# Is this vga cooler actually worth it??



## dj_zizzle (Oct 19, 2006)

Wassup people on the forums. I was just wondering if the following vga cooler will keep the graphics card I want to get much cooler than just the stock fan?:4-dontkno 

VGA Cooler link

The graphics card I am getting is an ASUS EAX1900XT/HTVDP/256M Radeon X1900XT 256MB 256-bit GDDR3 VIVO PCI Express x16 CrossFire Ready Video Card ray: 

Link Here

I have also heard of the Accelero X2 but after reading some comparisons it doesn't sound as good as it blows the heat from the gpu core straight back onto the card.

Accelero X2 LINK

A comparison was done between the Accelero X2 and Zalman v900. The v900 is very close to that vga cooling unit I want to get and is newer than the v900.

Comparison link here

It says that the Zalman cooler is much better than the Accelero. Any help would be highly appreciated!

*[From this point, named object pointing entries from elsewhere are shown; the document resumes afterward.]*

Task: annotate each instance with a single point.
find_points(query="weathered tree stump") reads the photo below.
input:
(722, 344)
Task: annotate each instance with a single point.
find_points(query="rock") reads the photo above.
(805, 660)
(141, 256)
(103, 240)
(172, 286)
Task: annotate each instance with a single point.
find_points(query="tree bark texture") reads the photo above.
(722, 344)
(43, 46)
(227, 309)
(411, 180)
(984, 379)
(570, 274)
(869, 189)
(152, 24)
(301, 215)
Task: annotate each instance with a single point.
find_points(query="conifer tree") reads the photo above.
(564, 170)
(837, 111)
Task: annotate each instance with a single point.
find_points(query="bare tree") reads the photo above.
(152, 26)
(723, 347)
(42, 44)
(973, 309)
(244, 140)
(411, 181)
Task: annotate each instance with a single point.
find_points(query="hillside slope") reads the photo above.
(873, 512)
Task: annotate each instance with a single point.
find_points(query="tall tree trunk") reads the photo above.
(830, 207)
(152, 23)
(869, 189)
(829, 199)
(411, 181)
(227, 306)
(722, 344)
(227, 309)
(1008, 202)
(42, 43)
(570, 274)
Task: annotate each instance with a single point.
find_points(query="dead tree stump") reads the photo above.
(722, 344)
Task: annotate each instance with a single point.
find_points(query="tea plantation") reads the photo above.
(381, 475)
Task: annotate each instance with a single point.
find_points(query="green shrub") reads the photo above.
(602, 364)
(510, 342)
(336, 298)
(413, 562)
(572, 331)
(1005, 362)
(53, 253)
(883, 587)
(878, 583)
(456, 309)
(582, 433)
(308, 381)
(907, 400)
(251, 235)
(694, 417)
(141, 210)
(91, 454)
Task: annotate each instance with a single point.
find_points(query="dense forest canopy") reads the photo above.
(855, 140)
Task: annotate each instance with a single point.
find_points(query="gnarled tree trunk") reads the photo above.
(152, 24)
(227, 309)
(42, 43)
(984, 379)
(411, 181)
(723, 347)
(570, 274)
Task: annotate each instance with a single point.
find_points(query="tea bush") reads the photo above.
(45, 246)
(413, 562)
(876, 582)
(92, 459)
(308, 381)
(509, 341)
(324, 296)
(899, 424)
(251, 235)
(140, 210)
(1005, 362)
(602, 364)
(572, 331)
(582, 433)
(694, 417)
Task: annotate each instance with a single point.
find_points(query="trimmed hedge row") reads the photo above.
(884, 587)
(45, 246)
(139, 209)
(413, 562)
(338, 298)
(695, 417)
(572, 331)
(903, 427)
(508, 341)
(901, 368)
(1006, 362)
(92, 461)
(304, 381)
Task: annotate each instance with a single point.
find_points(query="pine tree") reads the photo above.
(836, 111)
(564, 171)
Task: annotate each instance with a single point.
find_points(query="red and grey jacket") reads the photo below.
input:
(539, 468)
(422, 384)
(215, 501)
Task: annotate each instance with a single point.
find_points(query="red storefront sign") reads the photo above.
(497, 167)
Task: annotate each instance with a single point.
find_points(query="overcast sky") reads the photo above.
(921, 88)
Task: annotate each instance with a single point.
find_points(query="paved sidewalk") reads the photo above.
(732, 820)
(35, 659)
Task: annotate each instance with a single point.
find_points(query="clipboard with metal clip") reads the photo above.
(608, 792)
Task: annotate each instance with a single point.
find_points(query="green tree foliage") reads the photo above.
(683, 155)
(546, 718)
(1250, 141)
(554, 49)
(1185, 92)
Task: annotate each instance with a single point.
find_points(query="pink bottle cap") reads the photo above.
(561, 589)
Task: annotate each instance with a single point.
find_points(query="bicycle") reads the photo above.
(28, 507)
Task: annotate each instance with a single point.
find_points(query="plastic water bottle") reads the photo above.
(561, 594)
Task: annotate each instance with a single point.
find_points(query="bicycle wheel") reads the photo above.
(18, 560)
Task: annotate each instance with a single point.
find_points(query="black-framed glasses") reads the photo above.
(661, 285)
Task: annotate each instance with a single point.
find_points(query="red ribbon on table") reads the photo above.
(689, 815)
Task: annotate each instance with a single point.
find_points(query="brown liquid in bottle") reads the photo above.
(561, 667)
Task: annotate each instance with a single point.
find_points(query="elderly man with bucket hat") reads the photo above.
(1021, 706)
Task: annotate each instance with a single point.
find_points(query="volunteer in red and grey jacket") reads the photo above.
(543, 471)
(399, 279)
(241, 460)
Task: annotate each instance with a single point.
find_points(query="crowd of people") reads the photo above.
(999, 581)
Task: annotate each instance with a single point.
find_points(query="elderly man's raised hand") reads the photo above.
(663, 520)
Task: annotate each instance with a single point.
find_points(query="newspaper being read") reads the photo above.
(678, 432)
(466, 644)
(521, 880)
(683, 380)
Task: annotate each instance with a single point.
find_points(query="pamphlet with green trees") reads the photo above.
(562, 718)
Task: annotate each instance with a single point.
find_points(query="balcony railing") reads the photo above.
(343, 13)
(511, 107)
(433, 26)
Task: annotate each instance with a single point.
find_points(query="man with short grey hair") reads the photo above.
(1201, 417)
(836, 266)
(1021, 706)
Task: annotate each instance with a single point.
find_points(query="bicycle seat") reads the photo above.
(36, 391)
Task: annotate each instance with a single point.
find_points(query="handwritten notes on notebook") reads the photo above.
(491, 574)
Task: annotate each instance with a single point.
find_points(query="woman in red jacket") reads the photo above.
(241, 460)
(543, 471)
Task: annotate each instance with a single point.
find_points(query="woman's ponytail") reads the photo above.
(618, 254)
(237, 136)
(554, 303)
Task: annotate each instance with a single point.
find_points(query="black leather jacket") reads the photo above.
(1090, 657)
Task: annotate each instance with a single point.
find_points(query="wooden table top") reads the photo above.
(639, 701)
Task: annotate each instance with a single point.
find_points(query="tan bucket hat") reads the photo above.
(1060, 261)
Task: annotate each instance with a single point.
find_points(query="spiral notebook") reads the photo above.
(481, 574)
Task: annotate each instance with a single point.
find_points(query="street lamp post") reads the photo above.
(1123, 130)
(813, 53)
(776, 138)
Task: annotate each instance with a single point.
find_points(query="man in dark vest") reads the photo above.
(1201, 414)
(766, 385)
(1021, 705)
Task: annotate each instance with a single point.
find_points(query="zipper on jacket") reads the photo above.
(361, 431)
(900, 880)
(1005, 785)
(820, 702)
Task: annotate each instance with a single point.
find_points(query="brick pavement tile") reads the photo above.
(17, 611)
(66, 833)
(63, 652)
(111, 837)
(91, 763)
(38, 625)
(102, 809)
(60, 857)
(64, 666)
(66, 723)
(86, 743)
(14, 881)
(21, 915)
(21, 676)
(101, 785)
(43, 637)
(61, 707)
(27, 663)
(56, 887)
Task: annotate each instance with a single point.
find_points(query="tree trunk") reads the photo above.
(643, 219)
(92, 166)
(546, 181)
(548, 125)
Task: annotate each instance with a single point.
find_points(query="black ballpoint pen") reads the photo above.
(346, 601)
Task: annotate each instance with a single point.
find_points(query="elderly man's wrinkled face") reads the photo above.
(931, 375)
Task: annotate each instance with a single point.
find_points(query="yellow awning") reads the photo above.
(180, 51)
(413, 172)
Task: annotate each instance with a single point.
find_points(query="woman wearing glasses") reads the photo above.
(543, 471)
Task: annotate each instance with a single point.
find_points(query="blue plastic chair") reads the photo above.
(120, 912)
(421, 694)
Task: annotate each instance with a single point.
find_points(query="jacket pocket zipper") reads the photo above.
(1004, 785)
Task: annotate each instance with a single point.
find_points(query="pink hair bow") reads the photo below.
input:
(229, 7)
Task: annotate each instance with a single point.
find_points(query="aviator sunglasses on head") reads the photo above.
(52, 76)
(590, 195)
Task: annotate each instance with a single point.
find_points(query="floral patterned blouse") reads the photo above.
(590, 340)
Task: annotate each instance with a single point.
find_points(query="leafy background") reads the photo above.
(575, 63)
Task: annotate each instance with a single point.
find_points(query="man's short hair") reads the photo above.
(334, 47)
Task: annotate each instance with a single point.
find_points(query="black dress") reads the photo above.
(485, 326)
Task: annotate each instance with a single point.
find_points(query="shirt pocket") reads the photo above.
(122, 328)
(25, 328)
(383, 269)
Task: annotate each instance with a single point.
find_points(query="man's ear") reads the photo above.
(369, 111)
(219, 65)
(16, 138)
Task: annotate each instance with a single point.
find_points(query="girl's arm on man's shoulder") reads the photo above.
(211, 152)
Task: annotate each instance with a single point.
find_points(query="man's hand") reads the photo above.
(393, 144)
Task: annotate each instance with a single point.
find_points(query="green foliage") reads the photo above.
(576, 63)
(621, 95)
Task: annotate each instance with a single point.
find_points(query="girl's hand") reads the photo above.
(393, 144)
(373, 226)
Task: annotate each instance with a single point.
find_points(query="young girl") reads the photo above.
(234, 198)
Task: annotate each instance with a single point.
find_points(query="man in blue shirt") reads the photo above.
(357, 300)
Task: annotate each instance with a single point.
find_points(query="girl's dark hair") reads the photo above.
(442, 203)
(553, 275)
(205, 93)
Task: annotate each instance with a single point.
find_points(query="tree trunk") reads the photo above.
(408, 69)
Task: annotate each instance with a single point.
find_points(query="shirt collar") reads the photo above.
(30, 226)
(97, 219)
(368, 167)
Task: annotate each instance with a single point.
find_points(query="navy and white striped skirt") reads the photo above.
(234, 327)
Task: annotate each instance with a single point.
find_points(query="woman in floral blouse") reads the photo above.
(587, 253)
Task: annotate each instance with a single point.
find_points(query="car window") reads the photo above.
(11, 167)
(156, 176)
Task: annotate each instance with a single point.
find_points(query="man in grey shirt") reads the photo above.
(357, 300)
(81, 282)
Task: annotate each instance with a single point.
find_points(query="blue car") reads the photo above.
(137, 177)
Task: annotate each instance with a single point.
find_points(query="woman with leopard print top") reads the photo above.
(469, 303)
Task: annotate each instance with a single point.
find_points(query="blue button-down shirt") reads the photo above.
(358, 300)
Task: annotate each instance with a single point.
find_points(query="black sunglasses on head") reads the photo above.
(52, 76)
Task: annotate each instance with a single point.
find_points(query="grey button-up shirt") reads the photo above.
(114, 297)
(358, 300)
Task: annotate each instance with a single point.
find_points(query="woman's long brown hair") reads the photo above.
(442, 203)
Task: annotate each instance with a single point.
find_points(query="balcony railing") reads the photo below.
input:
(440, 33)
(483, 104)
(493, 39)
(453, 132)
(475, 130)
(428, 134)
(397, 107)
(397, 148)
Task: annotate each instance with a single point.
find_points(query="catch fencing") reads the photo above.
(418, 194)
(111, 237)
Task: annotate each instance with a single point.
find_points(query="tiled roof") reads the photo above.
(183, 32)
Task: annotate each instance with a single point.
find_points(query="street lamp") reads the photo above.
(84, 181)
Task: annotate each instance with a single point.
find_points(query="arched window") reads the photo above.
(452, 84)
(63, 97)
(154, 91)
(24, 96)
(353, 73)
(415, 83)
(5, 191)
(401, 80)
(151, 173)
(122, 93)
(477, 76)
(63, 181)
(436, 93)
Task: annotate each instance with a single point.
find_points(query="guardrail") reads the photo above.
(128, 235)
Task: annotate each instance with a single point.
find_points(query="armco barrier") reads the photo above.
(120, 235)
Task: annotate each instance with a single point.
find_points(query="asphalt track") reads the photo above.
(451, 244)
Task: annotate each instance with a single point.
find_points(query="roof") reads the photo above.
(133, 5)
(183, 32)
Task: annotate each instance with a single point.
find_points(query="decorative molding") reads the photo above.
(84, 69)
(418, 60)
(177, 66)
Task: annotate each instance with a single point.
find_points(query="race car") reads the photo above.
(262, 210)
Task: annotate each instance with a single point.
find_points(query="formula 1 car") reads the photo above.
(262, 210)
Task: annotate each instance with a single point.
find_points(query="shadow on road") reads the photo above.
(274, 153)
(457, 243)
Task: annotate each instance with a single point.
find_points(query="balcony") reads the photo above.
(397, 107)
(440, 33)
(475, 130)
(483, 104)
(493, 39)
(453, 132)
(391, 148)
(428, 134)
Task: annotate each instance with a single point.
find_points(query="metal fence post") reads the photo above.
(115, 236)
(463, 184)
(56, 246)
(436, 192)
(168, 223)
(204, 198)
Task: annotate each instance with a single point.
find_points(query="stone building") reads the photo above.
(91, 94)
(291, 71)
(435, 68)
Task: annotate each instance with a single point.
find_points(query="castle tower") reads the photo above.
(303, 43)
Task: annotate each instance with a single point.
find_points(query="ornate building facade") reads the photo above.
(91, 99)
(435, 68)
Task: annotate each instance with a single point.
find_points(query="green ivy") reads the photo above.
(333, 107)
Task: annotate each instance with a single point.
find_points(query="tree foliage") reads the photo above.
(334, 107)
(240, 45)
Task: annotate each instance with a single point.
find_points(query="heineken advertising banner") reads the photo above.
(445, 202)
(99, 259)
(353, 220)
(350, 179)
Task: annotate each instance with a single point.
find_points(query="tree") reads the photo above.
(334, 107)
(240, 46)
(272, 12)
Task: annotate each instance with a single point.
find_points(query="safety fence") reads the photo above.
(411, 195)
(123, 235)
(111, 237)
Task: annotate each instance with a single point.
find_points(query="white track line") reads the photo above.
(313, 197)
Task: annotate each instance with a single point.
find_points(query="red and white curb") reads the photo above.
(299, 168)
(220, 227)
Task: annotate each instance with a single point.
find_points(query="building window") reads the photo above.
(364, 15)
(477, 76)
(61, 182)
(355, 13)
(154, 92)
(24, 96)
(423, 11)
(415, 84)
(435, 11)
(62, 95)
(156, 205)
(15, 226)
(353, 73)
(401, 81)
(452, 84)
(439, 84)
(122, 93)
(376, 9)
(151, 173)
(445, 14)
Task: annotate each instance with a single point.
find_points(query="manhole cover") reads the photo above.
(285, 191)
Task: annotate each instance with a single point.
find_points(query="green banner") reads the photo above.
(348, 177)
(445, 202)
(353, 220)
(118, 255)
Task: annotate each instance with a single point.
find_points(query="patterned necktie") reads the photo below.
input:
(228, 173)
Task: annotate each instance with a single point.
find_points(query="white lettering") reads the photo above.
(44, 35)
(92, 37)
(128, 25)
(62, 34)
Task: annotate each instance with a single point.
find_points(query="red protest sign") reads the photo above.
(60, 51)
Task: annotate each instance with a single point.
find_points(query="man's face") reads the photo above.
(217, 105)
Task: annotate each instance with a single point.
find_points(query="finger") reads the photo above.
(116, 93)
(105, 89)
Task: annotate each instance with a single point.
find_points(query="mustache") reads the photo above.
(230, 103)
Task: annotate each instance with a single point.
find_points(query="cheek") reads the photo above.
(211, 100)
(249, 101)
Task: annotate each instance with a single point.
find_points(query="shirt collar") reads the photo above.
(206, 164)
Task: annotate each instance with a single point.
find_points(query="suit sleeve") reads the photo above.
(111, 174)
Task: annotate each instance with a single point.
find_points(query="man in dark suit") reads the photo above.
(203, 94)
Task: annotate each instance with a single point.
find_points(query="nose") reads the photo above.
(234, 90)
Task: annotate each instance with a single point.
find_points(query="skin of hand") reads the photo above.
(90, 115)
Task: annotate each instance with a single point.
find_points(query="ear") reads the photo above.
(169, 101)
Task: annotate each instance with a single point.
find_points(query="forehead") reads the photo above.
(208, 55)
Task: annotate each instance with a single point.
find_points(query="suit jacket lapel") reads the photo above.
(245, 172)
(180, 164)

Thx!!:wave:


----------



## Cellus (Aug 31, 2006)

Zalman creates very good cooling solutions, including VGA Coolers. The stock cooling solution however performs adequately - you may not even need to replace it unless it starts having problems.


----------



## Fr4665 (Nov 18, 2004)

i agree u shouldnt replace it until u actually have the card infront of u and notice oh its running too hot. otherwise it might be money thrown out the window.


----------



## BeiGaLeh (Aug 12, 2006)

That's rediculous... you don't throw money out the window do you?


----------



## -d- (Jun 18, 2006)

The stock cooler should run the 1900 fine, unless you plan to overclock (?) it. When you purchase Fatality brands, even if it's from a top-notch company like Zalman, you're usually just paying about 15 bucks extra for the Fatality name on it; there's probably a plain Zalman equivalent out there somewhere.

Good luck.


----------